According to Wikipedia, this 1993 paper coined the term Auralization as an analogy to visualization for rendering audible (imaginary) sound fields. This general research area of understanding and rendering the sound field of acoustic spaces has resulted in several other highly influential papers. Berkhout’s 1988 A holographic approach to acoustic control (575 citations) described the appealingly named acoustic holography method for rendering sound fields. In 1999, the groundbreaking Creating interactive virtual acoustic environments (427 citations) took this further, laying out the theory and challenges of virtual acoustics rendering, and paving the way for highly realistic audio in today’s Virtual Reality systems.

The Schroeder reverberator was first described here, way back in 1962. It has become the basis for almost all algorithmic reverberation approaches. Manfred Schroeder was another great innovator in the audio engineering field. A long transcript of a fascinating interview is available here, and a short video interview below.

These two famous papers are the basis for the Thiele Small parameters. Thiele rigorously analysed and simulated the performance of loudspeakers in the first paper from 1971, and Small greatly extended the work in the second paper in 1972. Both had initially published the work in small Australian journals, but it didn’t get widely recognised until the JAES publications. These equations form the basis for much of loudspeaker design.

Check out;

or the dozens of youtube videos about choosing and designing loudspeakers which make use of these parameters.
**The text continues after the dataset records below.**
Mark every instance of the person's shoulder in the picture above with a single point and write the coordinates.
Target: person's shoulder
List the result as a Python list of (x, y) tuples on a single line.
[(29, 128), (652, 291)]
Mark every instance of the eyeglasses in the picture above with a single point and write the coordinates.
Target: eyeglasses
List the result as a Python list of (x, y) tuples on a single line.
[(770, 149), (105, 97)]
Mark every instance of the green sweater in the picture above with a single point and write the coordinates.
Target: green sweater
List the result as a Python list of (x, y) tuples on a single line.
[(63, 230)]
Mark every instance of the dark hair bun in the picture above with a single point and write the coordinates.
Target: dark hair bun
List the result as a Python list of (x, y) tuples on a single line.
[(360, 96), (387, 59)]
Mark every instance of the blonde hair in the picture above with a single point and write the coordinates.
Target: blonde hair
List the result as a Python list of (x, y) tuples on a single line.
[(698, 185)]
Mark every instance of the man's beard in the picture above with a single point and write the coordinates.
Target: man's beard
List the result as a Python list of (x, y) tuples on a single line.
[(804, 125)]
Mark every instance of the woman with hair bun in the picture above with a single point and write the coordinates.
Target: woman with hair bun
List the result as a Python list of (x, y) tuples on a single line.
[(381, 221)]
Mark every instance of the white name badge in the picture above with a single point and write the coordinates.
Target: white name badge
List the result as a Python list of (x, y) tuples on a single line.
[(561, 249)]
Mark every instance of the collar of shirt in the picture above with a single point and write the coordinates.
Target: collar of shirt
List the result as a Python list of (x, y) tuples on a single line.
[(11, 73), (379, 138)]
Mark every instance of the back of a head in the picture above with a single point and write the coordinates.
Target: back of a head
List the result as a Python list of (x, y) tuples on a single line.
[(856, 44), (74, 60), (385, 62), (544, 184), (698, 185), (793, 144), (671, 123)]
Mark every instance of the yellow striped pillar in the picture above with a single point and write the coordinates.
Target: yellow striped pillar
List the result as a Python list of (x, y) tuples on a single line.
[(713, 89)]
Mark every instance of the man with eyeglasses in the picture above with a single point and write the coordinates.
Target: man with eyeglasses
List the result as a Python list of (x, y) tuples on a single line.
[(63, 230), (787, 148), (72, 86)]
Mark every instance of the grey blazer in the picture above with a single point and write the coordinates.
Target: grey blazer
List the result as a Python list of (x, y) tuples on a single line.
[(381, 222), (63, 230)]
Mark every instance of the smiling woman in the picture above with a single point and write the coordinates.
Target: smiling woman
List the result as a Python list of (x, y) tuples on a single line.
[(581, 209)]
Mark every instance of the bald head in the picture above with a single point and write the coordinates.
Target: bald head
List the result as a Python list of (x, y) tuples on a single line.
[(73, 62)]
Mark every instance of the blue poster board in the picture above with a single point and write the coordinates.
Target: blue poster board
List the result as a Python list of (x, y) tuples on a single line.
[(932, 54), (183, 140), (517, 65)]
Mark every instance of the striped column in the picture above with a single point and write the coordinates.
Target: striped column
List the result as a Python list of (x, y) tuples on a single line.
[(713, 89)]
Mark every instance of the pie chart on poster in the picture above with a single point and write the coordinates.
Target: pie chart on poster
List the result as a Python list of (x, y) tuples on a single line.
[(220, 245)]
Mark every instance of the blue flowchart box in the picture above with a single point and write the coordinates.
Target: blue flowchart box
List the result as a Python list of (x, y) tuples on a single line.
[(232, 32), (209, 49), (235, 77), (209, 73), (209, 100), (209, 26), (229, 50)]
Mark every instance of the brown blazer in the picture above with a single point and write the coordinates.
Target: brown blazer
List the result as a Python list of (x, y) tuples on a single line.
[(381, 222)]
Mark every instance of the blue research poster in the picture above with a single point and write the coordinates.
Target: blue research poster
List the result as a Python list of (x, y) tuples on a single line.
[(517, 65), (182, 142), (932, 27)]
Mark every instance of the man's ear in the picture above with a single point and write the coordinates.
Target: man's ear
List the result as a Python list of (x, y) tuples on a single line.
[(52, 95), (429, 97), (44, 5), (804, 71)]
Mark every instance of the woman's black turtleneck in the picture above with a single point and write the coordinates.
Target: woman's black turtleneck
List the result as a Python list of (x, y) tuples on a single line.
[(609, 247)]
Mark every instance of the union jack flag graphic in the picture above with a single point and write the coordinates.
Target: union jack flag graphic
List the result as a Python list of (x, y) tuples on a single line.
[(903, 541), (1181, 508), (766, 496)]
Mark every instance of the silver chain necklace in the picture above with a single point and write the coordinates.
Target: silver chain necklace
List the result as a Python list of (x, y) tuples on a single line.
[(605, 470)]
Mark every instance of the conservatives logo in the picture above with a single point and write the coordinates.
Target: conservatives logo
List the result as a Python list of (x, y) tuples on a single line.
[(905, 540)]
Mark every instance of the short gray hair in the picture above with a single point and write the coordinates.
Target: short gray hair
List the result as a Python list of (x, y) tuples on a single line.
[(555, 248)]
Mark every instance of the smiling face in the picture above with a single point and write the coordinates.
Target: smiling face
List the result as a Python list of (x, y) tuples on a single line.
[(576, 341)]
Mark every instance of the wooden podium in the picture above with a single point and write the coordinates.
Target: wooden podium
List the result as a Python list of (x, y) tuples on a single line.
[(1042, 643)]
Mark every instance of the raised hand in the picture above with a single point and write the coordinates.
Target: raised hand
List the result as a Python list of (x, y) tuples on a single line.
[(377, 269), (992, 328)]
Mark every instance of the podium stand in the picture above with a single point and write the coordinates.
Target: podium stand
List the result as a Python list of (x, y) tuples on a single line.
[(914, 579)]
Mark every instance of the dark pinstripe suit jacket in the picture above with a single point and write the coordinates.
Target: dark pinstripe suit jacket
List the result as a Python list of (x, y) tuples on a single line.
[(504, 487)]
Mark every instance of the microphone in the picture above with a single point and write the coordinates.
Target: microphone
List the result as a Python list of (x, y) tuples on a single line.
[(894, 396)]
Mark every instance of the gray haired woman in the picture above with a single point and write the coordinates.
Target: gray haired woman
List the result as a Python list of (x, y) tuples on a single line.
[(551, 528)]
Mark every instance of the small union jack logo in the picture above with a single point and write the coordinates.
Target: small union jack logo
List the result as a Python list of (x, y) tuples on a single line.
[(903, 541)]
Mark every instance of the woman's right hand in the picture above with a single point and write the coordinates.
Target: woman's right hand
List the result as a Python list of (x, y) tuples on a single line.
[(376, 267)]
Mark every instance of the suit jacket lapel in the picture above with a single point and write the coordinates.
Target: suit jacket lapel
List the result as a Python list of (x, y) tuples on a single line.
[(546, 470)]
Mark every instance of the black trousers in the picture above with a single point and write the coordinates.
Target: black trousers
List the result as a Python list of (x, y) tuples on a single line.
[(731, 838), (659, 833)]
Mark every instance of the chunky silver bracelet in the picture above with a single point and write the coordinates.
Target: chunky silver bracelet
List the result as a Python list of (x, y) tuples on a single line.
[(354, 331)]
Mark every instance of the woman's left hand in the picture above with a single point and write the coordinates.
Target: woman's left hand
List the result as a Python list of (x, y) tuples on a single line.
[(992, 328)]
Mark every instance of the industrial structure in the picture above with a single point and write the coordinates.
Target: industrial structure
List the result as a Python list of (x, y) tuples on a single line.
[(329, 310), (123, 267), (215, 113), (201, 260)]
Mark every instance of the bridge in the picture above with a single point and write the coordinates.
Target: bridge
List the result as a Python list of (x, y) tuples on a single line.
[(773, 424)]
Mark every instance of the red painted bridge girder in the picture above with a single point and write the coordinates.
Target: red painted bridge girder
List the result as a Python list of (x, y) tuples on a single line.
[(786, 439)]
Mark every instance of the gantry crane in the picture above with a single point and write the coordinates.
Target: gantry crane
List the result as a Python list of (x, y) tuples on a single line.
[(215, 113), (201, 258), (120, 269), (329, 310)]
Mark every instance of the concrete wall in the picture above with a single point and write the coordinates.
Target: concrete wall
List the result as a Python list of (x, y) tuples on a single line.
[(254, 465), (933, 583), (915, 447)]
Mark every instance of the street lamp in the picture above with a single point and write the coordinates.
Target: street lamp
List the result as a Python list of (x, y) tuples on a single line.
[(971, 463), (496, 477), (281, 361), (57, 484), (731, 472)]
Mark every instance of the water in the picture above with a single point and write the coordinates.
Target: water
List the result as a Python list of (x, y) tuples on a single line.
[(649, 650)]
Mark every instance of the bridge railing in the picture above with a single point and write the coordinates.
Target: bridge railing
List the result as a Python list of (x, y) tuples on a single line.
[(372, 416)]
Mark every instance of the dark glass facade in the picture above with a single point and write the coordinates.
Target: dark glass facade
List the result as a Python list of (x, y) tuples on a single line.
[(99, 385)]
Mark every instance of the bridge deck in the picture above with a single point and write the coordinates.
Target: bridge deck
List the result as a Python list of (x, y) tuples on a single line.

This is the first English language publication to describe the Haas effect, named after the author. Also called the precedence effect, it investigated the phenomenon that when sending the same signal to two loudspeakers, a small delay between the speakers results in the sound appearing to come just from one speaker. Its now widely used in sound reinforcement systems, and in audio production to give a sense of depth or more realistic panning (the Haas trick).

Hass-effect

This is the first ever research paper published in JAES. Published in August 1949, it set a high standard for rigour, while at the same time emphasising that many publications will have strong relevance not just to researchers, but to audiophiles and practitioners as well.

It described a new instrument for frequency response measurement and display. People just love impulse response and transfer function measurements, and some of the most highly cited JAES papers are on this topic; 1983’s An efficient algorithm for measuring the impulse response using pseudorandom noise (308 citations), Transfer-function measurement with maximum-length sequences (771 citations), the 2001 paper from a Brazil-based team, Transfer-function measurement with sweeps (722 citations), and finally Comparison of different impulse response measurement techniques (276 citations) in 2002. With a direct link between theory and new applications, these papers on maximum length sequence approaches and sine sweeps were major advances over the alternatives, and changed the way such measurements are made.

And the winner is… Ville Pulkki’s Vector Base Amplitude Panning (VBAP) paper! This is the highest cited paper in JAES. Besides deriving the stereo panning law from basic geometry, it unveiled VBAP, an intuitive and now widely used spatial audio technique. Ten years later, Pulkki unveiled another groundbreaking spatial audio format, DirAC, in Spatial sound reproduction with directional audio coding (386 citations).